Quartararo et Zarco sont les deux faces d’une même pièce. Tous deux talentueux, rapides et dotés de qualités intrinsèques impressionnantes. Cependant, l’un est un exemple de précocité, tandis que l’autre a fait ses armes pendant près de 10 ans en Grands Prix avant de débarquer en MotoGP. Dans un environnement équilibré, Zarco ne devrait même pas s’en faire quant à sa prolongation. Photo : Michelin Motorsport

 

Mais cela suffira-t-il face à Acosta, Arbolino, ou un nouveau génie dont nous n’avons pas encore connaissance ? Espérons que le modèle Formule 1, avec tout ce qu’il comporte (ruptures de contrats abusives, promotion et relégation dans l’équipe sœur en milieu de saison, carrières parrainées depuis l’âge de quatre ans) ne se manifeste pas, car c’est aujourd’hui l’un des points faibles de ce sport.

Conclusion :

Trouver des solutions est assez périlleux car une fois la boîte de Pandore ouverte, difficile de faire machine arrière.

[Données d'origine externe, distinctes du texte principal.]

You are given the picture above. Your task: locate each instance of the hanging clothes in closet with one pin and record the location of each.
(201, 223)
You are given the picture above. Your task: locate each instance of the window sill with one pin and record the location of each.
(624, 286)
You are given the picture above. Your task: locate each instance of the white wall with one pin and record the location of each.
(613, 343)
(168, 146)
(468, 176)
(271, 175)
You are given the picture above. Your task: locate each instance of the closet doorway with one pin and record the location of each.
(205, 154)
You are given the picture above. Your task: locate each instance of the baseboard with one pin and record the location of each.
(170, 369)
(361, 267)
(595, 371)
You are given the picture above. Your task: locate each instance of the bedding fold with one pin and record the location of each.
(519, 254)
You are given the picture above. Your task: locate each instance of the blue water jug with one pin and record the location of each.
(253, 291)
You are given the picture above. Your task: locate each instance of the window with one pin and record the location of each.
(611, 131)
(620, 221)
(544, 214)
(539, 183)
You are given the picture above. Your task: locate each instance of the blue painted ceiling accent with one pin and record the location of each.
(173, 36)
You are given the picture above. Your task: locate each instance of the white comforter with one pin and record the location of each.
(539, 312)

Contrôler la fertilité d’une telle organisation, quasi-culturelle dans certaines contrées, est de facto impossible, le talent existe et doit s’exprimer. Cependant, avant l’ECU unique, il était normal pour un rookie de galérer, et parfois, il pouvait réaliser un coup d’éclat, puis espérer signer dans une équipe plus performante et cette fois jouer la gagne. Repasser à un modèle plus coûteux est sans doute trop dangereux pour l’équilibre des marques cette fois, mais nous pourrions facilement imaginer une différence plus marquée entre les équipes d’usine et les satellites. Les jeunes n’ont plus droit à l’erreur. Le cas de Fabio Di Giannantonio est criant, lui qui a déclaré ne pas prendre autant de plaisir que prévu et subir une saison finalement difficile alors qu’il n’en est rien, il apprend.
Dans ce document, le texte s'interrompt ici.